Es gibt Zeiten, in denen jemand, der Ihnen nahe steht, "durchdreht". Und es gibt Zeiten von der Kette (es gibt kein anderes Wort dafür). Wenn man alleine ist, ist es verständlich: Ich konnte nichts dafür, ich war müde, jeder ist schuld. Aber wenn es jemand ist? Dann sucht man nach einem Grund: warum er "so" ist, manchmal. Sie finden es heraus auf die Tatsache, dass er und das war er, und jetzt taucht er auf. Manchmal lasse ich ihn eine Menge Dinge tun, und das ist das Ergebnis. Mein Gewissen fragt: Bin ich vielleicht schuldig? Die Antwort ist schnell gefunden: Ich hatte nichts damit zu tun, ich habe "nur" keine Standhaftigkeit gezeigt, und er hat nicht erblüht... Ich seufzte: Nun, wieder einmal war ich überzeugt, dass um mich herum - solche Leute! Nur führt diese Überzeugung nicht zu etwas Konstruktivem. Was passiert, ist, dass Sie entweder mit dieser Person Schluss machen, oder sie beginnt, noch mehr zu werden. ausflippen - so sehr, dass es unmöglich wird, mit ihm zusammen zu sein, er tut sich selbst und dir nur weh.

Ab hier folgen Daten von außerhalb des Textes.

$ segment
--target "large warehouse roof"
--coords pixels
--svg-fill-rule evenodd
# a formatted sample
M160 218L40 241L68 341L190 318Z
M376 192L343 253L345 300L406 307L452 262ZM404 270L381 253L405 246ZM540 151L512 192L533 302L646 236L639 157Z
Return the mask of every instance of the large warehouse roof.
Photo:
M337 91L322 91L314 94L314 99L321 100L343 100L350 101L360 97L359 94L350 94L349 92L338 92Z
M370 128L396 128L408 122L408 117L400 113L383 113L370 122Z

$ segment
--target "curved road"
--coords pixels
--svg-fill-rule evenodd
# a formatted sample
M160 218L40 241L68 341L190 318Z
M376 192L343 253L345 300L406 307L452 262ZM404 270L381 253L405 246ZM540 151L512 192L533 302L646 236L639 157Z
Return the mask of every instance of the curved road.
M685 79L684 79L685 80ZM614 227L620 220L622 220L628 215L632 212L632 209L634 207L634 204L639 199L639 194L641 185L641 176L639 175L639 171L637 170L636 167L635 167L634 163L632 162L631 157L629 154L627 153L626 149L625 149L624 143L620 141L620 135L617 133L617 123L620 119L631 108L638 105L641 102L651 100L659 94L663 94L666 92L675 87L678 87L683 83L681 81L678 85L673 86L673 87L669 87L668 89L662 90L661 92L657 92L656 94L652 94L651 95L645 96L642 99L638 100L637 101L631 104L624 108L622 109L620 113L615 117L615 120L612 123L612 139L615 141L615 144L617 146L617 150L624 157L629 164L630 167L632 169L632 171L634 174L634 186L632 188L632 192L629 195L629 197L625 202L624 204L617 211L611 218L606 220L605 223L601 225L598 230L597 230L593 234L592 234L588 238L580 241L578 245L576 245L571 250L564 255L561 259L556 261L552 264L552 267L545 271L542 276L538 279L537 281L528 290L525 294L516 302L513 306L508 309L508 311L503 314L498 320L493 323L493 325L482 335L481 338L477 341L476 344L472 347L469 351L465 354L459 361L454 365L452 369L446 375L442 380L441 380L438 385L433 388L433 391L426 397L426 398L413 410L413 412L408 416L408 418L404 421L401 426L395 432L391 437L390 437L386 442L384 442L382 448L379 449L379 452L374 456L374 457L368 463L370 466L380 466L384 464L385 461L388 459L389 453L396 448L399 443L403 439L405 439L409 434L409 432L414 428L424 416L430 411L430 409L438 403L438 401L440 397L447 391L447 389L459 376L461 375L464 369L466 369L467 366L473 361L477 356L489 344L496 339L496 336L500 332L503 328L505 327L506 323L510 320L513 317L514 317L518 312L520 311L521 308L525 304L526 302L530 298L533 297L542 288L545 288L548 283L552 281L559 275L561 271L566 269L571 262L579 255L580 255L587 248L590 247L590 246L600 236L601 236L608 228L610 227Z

Und so geht es jahrelang weiter... Das ist kein seltenes Phänomen, und es passiert oft oder regelmäßig in deinem Leben. Irgendwann verzweifelt man und seufzt: "Herr, hilf mir!"
Und so war es auch in Gadara. Der Herr half. Die Nachbarn hörten auf auszuflippen, aber das "Irreparable" geschah: Die Schweine starben - welch materieller Schaden! Bin ich bereit für eine solche Entbehrung? Meine Gewohnheiten zu ändern? Oder... lass sie verrückt werden, und ich werde so leben, wie ich gelebt habe. Das ist der Wendepunkt. Vielleicht ist das der Grund, warum Gott so selten auf meine Wünsche und Bitten eingeht. Damit er nicht eines Tages von mir hört: "Geh weg, Herr, hilf mir nicht, lass mich, lass mich allein, lass mich allein". wie diese gut. Ich werde einen neuen Blick auf meine Lieben werfen. Sie leiden meinetwegen. Sie benehmen sich wie diese mit mir, denn das Einzige, was für mich zählt, ist meine Schweine. Könnte es sein, dass meine Nachbarn mich bedrängen, nachzudenken und mich Gott zuzuwenden?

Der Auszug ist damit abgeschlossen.